For now, she and other observers said, the inevitable differences will be mentioned as little as possible. “It’s all kumbaya,” Flournoy said.
In the short term, the veteran Israeli leader must show he can deliver on the expectations of firm U.S. support for standing against Iran, the issue that caused the biggest breach with the Obama administration and left Netanyahu looking weak. The Israeli leader tried and failed to stop the international nuclear agreement Obama instigated, going so far as to defy the White House by speaking against the deal in an extraordinary direct address to Congress.
Former U.S. peace negotiator Dennis A. Ross said the Israelis know that Trump will not tear up the Iran nuclear pact, even though he campaigned by calling it “a terrible deal.”
Netanyahu wants an understanding that the United States will act to deter Iran, Ross said, a declaration that any Iranian move toward a nuclear weapon “will produce a military response and not a sanctions response.”
In the future, Netanyahu will need to show that he is not being steamrollered in any peace effort driven by Trump and his close adviser, son-in-law Jared Kushner. Trump has already named Kushner as his chief envoy and signaled that he is looking to Arab states to help push the Palestinians toward an accommodation.
Although Trump has nominated settlement supporter David M. Friedman as his ambassador to Israel, he is also on record twice warning Netanyahu against expanding Jewish home-building in the West Bank.
“No deal is a good deal if it isn’t good for all sides,” Trump said in an interview last week with Israel Hayom – a widely circulated free newspaper owned by a Netanyahu patron, the Las Vegas casino magnate and GOP mega-donor Sheldon Adelson.
“We are currently in a process that has been going on for a long time. Decades. A lot of people think that it can’t be done. And a lot of smart people around me claim that you can’t reach an agreement. I don’t agree. I think we can reach an agreement and that we need to reach an agreement.”
In the same interview, Trump suggested he is slowing down a campaign promise to move the U.S. Embassy from Tel Aviv to Jerusalem, whose future status the United States has long insisted must be negotiated between Israel and the Palestinians.
Hours before Netanyahu’s departure, Israeli media published leaked information from a discussion that took place Sunday inside the security cabinet. According to the reports, Trump told Netanyahu, when the two spoke for the first time on Jan. 22, that he is determined to pursue a peace deal between Israel and the Palestinians.
Netanyahu responded that he still supports the two-state solution but stressed it was the Palestinians who are unwilling at this time to reach a peace deal.

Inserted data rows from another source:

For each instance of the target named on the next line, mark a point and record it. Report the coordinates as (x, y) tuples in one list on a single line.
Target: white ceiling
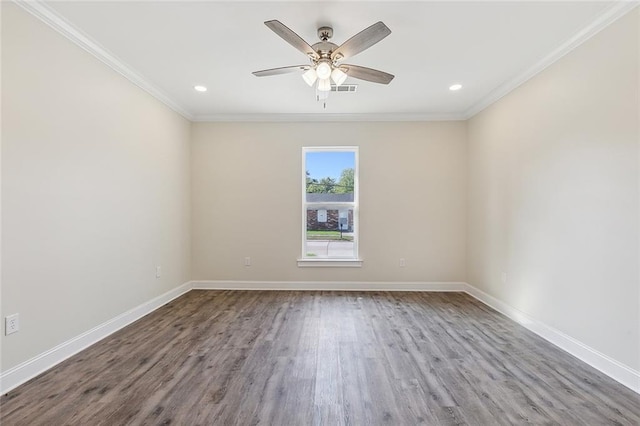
[(168, 47)]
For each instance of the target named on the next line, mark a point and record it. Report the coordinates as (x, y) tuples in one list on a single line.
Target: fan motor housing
[(325, 33)]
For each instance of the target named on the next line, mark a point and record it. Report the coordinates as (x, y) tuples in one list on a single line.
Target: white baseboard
[(29, 369), (329, 285), (609, 366), (21, 373)]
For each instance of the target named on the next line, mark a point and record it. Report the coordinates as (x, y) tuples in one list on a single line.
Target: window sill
[(329, 263)]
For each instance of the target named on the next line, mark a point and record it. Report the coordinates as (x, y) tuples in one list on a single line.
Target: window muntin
[(330, 200)]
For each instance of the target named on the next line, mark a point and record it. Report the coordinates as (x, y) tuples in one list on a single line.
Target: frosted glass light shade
[(310, 76), (338, 76), (324, 85), (323, 70)]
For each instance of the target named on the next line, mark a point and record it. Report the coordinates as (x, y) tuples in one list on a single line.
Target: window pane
[(329, 203), (330, 172), (329, 232)]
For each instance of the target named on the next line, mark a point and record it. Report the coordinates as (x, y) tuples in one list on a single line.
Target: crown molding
[(616, 11), (47, 15), (314, 117), (44, 13)]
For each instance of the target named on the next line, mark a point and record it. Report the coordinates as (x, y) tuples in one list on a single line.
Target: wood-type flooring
[(321, 358)]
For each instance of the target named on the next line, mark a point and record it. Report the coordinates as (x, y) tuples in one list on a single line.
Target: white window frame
[(355, 261)]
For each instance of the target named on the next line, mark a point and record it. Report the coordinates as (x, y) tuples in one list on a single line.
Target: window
[(329, 206)]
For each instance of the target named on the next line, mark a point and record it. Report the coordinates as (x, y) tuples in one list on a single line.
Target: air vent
[(344, 88)]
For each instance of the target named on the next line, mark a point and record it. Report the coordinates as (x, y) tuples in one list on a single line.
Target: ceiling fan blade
[(281, 70), (361, 41), (367, 74), (292, 38)]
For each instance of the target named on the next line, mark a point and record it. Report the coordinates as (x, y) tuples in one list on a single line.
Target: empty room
[(320, 213)]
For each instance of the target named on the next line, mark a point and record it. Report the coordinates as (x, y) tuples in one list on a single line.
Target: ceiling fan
[(325, 57)]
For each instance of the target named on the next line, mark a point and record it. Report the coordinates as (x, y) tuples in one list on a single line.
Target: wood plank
[(338, 358)]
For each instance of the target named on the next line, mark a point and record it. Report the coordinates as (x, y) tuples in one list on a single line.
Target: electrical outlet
[(11, 324)]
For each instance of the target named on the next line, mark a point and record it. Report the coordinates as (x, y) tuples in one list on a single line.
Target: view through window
[(330, 203)]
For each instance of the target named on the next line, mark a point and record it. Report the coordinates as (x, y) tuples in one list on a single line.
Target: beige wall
[(95, 190), (554, 192), (246, 192)]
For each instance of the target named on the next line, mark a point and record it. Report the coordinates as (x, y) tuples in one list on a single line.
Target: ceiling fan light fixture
[(324, 85), (323, 70), (338, 76), (310, 76)]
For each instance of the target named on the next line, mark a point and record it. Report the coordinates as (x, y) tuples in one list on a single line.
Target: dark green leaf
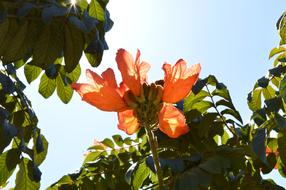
[(258, 145), (233, 113), (282, 88), (96, 11), (39, 156), (5, 172), (64, 91), (139, 175), (118, 140), (94, 59), (74, 43), (107, 142), (276, 51), (49, 46), (282, 146), (47, 86), (31, 72), (23, 180), (263, 82)]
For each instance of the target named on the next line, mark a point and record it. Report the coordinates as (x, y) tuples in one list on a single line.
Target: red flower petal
[(133, 72), (179, 80), (172, 121), (101, 92)]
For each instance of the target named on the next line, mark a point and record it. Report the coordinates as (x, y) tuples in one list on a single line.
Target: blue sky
[(231, 39)]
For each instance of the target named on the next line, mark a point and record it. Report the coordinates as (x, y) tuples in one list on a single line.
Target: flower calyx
[(147, 105)]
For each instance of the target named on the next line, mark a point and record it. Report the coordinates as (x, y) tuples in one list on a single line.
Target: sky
[(231, 40)]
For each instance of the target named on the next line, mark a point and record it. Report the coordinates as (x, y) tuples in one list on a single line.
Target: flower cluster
[(137, 102)]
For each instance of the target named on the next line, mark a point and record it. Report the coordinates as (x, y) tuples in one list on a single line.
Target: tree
[(219, 152)]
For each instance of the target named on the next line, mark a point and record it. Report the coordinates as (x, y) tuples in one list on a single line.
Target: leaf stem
[(223, 119), (154, 146)]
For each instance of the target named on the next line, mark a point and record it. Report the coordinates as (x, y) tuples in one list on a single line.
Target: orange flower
[(101, 92), (128, 122), (146, 102), (172, 121), (133, 73), (179, 80)]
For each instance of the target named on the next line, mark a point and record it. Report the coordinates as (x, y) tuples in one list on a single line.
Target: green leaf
[(276, 50), (4, 29), (193, 99), (226, 103), (233, 113), (64, 91), (222, 93), (92, 156), (94, 59), (282, 88), (23, 181), (5, 172), (75, 74), (74, 44), (118, 140), (215, 165), (199, 85), (140, 174), (282, 146), (47, 86), (108, 142), (49, 45), (10, 34), (258, 145), (193, 179), (254, 100), (16, 44), (31, 72), (96, 11), (39, 157), (268, 92)]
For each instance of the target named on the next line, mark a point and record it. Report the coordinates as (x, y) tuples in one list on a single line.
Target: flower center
[(146, 106)]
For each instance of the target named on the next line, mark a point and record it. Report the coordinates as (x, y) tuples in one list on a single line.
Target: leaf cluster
[(51, 36), (21, 141)]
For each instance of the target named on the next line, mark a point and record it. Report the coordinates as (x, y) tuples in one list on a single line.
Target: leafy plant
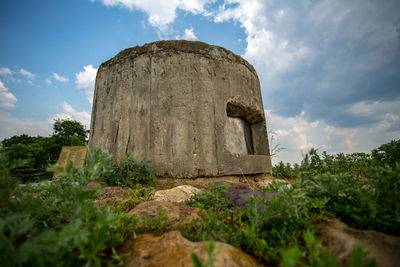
[(59, 222), (210, 199), (209, 247), (131, 171)]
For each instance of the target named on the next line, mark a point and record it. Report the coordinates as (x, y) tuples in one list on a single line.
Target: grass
[(60, 224)]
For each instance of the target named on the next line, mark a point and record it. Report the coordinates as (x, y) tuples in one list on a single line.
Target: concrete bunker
[(191, 108)]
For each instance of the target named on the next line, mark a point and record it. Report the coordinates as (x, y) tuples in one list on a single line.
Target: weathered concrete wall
[(171, 102)]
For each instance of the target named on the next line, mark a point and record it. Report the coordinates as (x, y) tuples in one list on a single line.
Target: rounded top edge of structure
[(168, 47)]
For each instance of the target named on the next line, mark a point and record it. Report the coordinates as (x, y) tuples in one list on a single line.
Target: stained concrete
[(171, 102)]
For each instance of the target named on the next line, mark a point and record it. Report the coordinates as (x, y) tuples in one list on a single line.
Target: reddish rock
[(171, 249)]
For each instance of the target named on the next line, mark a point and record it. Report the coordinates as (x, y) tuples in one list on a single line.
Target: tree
[(28, 156), (69, 128)]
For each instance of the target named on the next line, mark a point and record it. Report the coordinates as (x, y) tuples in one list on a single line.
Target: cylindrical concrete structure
[(190, 108)]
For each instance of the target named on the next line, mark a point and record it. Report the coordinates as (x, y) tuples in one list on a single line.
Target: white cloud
[(59, 78), (292, 133), (161, 13), (189, 34), (86, 80), (298, 135), (267, 50), (27, 74), (11, 125), (69, 113), (5, 71), (7, 99)]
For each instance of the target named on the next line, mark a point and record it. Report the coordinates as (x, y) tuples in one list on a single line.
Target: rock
[(266, 182), (176, 194), (171, 249), (231, 185), (176, 212), (192, 109), (239, 197), (340, 240)]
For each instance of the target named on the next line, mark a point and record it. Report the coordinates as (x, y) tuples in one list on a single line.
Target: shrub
[(58, 222), (131, 171)]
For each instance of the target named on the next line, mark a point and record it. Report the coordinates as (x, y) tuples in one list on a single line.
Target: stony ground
[(171, 249)]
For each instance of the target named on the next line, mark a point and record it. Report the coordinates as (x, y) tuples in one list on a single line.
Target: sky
[(329, 70)]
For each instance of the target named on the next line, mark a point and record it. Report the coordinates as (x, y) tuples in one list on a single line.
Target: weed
[(131, 171)]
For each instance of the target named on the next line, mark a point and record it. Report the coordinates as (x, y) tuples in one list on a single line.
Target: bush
[(371, 202), (131, 171), (58, 222), (32, 155), (263, 228)]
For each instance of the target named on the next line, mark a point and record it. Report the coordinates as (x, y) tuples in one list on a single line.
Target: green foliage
[(261, 229), (369, 203), (285, 171), (312, 254), (130, 172), (69, 128), (358, 258), (29, 156), (139, 194), (387, 154), (58, 222), (209, 247), (210, 199)]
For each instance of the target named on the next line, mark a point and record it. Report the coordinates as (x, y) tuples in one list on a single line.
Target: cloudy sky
[(329, 70)]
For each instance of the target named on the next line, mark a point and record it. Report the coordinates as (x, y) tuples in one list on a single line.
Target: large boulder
[(171, 249), (340, 240), (176, 212)]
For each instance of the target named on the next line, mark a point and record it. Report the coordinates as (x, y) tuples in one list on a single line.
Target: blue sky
[(329, 70)]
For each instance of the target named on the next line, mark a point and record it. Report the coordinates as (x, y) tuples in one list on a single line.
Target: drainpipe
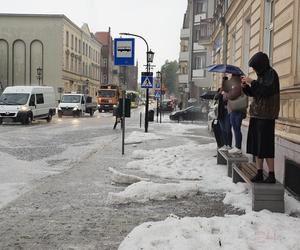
[(191, 49)]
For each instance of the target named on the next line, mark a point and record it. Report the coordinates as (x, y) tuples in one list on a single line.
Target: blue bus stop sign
[(147, 80), (124, 51)]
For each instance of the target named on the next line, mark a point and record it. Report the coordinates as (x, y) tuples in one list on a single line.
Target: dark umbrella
[(225, 68), (209, 95)]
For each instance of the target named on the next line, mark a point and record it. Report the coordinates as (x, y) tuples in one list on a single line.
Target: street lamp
[(86, 87), (149, 56), (39, 76), (159, 76)]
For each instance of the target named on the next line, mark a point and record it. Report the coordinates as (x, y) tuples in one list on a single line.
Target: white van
[(27, 103)]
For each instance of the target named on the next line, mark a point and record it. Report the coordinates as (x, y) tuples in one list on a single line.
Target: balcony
[(199, 73), (200, 17), (185, 34), (182, 79), (184, 56), (199, 47)]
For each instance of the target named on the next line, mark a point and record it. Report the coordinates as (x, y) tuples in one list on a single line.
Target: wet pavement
[(69, 210)]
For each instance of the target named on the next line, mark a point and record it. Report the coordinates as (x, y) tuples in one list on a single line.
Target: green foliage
[(169, 72)]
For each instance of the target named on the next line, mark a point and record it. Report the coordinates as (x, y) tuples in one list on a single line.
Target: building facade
[(68, 56), (106, 56), (242, 28), (195, 49)]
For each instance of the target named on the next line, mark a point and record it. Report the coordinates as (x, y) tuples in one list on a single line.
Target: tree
[(169, 73)]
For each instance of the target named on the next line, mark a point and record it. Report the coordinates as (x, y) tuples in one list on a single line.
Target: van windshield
[(71, 99), (14, 99)]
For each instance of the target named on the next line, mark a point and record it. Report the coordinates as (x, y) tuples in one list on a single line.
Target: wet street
[(64, 205)]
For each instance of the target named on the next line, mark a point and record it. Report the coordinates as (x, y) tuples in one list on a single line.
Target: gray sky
[(158, 21)]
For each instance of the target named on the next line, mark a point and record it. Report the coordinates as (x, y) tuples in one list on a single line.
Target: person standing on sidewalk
[(223, 119), (236, 115), (264, 109)]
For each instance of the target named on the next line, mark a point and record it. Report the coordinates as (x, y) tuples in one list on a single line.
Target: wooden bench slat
[(264, 195)]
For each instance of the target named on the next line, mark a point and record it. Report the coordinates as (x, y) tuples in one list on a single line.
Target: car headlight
[(24, 108)]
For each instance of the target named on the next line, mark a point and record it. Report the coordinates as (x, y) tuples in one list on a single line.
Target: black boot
[(258, 177), (270, 178)]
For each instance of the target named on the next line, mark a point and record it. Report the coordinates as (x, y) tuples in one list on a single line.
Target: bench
[(264, 195), (225, 158)]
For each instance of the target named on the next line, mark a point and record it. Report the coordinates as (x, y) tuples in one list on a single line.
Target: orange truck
[(108, 97)]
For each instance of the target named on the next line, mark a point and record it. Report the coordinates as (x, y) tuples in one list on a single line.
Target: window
[(39, 99), (233, 48), (72, 41), (67, 38), (105, 62), (246, 45), (268, 34), (201, 31), (200, 7), (67, 62), (199, 61)]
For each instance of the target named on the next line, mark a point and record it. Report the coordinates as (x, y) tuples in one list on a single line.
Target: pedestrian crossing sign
[(147, 80)]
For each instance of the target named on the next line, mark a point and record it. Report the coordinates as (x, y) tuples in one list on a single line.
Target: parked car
[(191, 113), (27, 103), (76, 105)]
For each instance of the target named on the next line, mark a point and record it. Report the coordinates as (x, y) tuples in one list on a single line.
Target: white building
[(69, 56)]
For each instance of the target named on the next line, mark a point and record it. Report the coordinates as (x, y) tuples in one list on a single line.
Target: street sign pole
[(123, 56), (123, 112), (149, 56)]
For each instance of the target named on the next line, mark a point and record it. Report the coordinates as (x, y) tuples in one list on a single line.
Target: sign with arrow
[(124, 51), (147, 80)]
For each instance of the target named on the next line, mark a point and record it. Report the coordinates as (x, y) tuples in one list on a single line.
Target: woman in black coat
[(264, 109)]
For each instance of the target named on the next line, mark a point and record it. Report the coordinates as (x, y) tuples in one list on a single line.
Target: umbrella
[(225, 68), (209, 95)]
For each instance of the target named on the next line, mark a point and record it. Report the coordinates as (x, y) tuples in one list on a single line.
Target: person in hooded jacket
[(264, 109)]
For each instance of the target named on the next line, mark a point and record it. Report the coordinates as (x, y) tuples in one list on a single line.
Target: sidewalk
[(184, 201)]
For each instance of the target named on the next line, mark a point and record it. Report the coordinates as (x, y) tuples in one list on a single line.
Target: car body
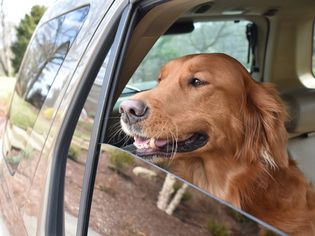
[(81, 56)]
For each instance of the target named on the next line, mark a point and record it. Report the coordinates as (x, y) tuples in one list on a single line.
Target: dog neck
[(224, 177)]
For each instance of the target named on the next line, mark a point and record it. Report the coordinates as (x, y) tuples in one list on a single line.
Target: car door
[(135, 204), (47, 71)]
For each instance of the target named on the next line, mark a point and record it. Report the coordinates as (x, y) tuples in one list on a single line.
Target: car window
[(77, 154), (44, 57), (313, 53), (216, 36), (227, 37), (132, 196)]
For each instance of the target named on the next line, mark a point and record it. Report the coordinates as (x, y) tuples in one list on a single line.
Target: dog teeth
[(152, 143)]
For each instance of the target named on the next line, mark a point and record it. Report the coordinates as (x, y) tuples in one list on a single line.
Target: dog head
[(207, 103)]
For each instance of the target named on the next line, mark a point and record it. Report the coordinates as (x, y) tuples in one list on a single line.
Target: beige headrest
[(301, 108)]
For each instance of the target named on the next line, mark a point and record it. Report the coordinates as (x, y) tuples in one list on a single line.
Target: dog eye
[(196, 82)]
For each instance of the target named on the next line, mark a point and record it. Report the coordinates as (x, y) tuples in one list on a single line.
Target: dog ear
[(264, 115)]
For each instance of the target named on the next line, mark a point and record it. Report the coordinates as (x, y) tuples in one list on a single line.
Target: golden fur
[(245, 160)]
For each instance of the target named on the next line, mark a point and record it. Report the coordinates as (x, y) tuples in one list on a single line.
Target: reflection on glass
[(208, 37), (45, 56), (132, 197)]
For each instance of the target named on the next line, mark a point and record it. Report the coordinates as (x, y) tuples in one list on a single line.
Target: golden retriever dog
[(224, 132)]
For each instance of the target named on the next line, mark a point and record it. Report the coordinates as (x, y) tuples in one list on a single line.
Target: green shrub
[(74, 153), (217, 228), (238, 217), (120, 160)]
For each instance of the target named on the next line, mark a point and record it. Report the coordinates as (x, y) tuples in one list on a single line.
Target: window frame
[(53, 214), (109, 93)]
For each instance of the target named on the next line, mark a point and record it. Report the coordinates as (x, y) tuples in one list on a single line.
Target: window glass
[(138, 186), (77, 154), (313, 54), (134, 197), (217, 36), (45, 56)]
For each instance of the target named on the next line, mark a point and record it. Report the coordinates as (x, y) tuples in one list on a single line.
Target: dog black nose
[(133, 111)]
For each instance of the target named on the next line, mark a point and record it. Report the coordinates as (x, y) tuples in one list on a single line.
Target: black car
[(66, 166)]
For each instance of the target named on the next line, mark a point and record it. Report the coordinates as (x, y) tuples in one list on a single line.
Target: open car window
[(155, 201)]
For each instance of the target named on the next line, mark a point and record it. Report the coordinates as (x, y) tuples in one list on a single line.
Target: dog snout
[(133, 111)]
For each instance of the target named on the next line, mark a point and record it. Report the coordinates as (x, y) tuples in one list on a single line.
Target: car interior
[(274, 42)]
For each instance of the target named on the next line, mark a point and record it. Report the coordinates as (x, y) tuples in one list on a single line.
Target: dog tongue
[(141, 143), (160, 142)]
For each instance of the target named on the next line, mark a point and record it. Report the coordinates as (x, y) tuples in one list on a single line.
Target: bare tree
[(5, 41), (203, 44)]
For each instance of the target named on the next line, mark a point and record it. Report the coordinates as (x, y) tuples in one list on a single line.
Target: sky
[(16, 9)]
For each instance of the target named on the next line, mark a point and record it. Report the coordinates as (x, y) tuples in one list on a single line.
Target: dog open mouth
[(148, 147)]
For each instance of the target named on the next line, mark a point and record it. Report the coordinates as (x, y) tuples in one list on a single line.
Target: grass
[(118, 158), (217, 228), (238, 217), (186, 196), (74, 152), (6, 88)]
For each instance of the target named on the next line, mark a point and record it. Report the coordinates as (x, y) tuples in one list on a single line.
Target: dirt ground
[(125, 204)]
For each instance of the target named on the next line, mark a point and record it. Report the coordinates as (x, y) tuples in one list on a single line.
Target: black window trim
[(108, 87), (54, 213)]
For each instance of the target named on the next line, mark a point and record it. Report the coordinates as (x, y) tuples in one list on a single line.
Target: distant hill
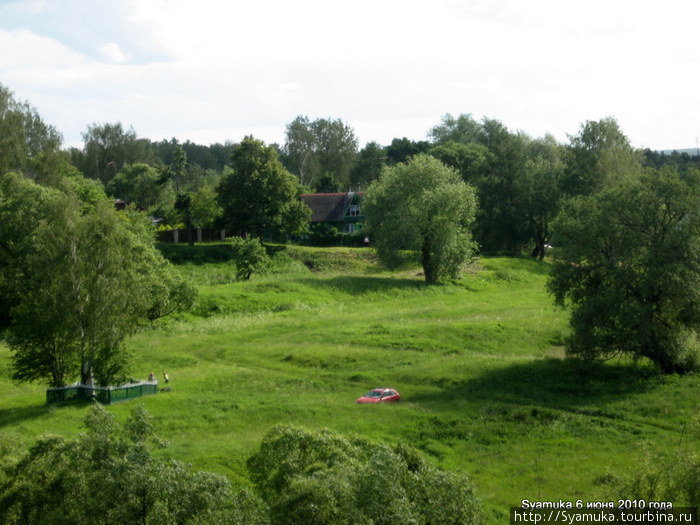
[(690, 151)]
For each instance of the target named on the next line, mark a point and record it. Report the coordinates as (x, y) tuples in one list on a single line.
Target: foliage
[(501, 223), (462, 129), (401, 150), (28, 144), (425, 207), (22, 205), (205, 209), (90, 276), (321, 477), (112, 477), (137, 184), (107, 149), (368, 164), (629, 270), (541, 189), (599, 156), (322, 146), (259, 195), (249, 255), (472, 161)]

“We have to make every effort to avoid a confrontation with him,” Netanyahu reportedly told his ministers on Sunday. “Trump believes in a deal and in running peace negotiations between Israel and the Palestinians. We should be careful and not do things that will cause everything to break down. We mustn’t get into a confrontation with him.”
Trump’s swaggering “new sheriff” posture in defense of Israel on the world stage has “raised a lot of hopes in Israel,” said Yoaz Hendel, an Israeli military historian who chairs the Institute for Zionist Strategies.
“Maybe the Messiah is there and they are going to change everything,” Hendel joked as he characterized the pro-settler view that the American president might reverse years of Republican and Democratic policy by greenlighting a West Bank building boom.
“There is also fear that maybe Trump will wake up one day and decide he wants the Nobel” Peace Prize, Hendel said. “Say to Netanyahu, ‘Make Israel Great Again, let’s cut a deal. What’s so hard?’ ”
That would put Netanyahu on the spot, as his critics at home well know.
Naftali Bennett, Israel’s education minister and leader of the pro-settler Jewish Home party, called the coming White House session “the test of Netanyahu’s life.”